Asymptotic attraction with algebraic rates toward fronts of dispersive-diffusive Burgers equations
Milena Stanislavova, Atanas G. Stefanov
TL;DR
This work addresses the long-time behavior of fronts in dispersive-diffusive Burgers-type equations, focusing on heteroclinic fronts and their attraction under large perturbations. Building on BBHY, the authors bootstrap a spectral-stability framework with new energy estimates, including weighted $L^2$-energies and diffusive semigroup techniques, to obtain explicit algebraic decay rates toward fronts for both the KdV-Burgers and fractional Burgers models. The main contributions are quantitative decay results: for the KdV-Burgers model, $\|v(t)\|_{L^2} \lesssim t^{-1/2}$ and $\|v(t)\|_{L^p}$ decays with precise exponents (including $p>2$ and $1<p<2$ with small $\delta$), while for the fractional Burgers equation, odd fronts satisfy decay like $\|v(t)\|_{L^p} \lesssim (\ln t / t)^{(1-1/p)/2}$ for $1<p<2$ and $\|v(t)\|_{L^q} \lesssim (\ln t / t)^{7/24-1/(12q)}$ for $2<q\le \infty$. These results are derived under explicit spectral conditions and show that convergence to fronts occurs with algebraic (and logarithmic) rates, providing a rigorous quantification of asymptotic attraction in these dispersive-diffusive systems.
Abstract
Burgers equation is a classic model, which arises in numerous applications. At its very core it is a simple conservation law, which serves as a toy model for various dynamics phenomena.
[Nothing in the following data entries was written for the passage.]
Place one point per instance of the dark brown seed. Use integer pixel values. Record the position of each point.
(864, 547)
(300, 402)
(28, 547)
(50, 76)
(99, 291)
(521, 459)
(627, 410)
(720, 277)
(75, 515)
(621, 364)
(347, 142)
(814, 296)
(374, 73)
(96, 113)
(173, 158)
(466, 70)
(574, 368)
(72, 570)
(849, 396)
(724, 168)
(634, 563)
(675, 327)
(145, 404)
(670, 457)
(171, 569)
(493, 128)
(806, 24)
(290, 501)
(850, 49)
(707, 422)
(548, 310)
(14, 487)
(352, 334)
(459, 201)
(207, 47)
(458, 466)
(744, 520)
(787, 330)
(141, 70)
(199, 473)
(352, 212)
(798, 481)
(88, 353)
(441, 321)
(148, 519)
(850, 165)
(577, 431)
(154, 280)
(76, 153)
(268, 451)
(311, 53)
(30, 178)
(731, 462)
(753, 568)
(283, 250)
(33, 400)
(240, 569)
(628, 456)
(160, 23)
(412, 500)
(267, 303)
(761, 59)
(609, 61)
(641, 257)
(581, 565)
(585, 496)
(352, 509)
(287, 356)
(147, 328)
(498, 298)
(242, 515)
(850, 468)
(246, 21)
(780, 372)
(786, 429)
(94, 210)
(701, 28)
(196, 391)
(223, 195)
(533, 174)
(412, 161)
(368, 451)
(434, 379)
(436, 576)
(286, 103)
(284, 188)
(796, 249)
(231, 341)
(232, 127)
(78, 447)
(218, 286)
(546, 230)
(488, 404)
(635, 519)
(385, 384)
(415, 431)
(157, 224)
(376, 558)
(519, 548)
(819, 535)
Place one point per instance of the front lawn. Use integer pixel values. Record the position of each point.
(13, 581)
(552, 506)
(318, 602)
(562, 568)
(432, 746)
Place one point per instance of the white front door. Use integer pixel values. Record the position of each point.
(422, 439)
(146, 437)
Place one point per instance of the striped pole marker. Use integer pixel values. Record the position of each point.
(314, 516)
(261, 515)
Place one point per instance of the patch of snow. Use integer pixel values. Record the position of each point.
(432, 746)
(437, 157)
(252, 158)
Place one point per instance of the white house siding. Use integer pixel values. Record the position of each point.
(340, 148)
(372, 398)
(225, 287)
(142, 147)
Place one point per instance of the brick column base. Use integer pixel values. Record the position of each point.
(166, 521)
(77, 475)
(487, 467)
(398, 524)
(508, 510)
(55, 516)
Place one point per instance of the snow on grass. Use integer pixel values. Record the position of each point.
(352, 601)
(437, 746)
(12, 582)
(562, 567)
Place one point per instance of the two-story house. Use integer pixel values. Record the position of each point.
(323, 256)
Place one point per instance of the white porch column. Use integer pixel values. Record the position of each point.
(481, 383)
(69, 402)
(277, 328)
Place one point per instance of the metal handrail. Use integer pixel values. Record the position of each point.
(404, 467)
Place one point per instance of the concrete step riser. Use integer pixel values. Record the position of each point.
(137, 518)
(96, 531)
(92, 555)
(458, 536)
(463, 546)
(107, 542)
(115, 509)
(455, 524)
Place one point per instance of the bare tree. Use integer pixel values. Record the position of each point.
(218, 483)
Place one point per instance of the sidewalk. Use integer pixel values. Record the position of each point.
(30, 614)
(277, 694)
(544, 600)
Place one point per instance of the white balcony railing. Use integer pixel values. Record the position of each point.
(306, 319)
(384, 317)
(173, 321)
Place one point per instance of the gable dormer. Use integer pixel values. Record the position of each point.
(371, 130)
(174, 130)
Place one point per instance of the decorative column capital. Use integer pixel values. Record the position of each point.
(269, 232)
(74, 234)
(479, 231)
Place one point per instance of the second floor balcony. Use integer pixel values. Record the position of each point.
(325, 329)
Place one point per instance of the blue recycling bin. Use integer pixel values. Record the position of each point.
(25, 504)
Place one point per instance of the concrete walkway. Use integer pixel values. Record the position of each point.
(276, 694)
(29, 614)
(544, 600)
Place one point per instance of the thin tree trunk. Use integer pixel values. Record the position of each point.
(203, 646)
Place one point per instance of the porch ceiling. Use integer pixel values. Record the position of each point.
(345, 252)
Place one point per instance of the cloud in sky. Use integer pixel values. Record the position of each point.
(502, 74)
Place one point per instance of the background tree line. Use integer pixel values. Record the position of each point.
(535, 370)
In particular, it supports explicit heteroclinic solutions, both fronts and backs. Their stability has been studied in details. There has been substantial interest in considering dispersive and/or diffusive modifications, which present novel dynamical paradigms in such simple setting. More specificaly, the KdV-Burgers model has been showed to support unique fronts (not all of them monotone!) with fixed values at $\pm \infty$. Many articles, among which \cite{Pego}, \cite{NS1}, \cite{NS2}, have studied the question of stability of monotone (or close to monotone) fronts. In a breakthrough paper, \cite{BBHY}, the authors have extended these results in several different directions. They have considered a wider range of models. The fronts do not need to be monotone, but are subject of a spectral condition instead. Most importantly the method allows for large perturbations, as long as the heteroclinic conditions at $\pm \infty$ are met. That is, there is asymptotic attraction to the said fronts or equivalently the limit set consist of one point. The purpose of this paper is to extend the results of \cite{BBHY} by providing explicit algebraic rates of convergence as $t\to \infty$. We bootstrap these results from the results in \cite{BBHY} using additional energy estimates for two important examples namely KdV-Burgers and the fractional Burgers problem. These rates are likely not optimal, but we conjecture that they are algebraic nonetheless.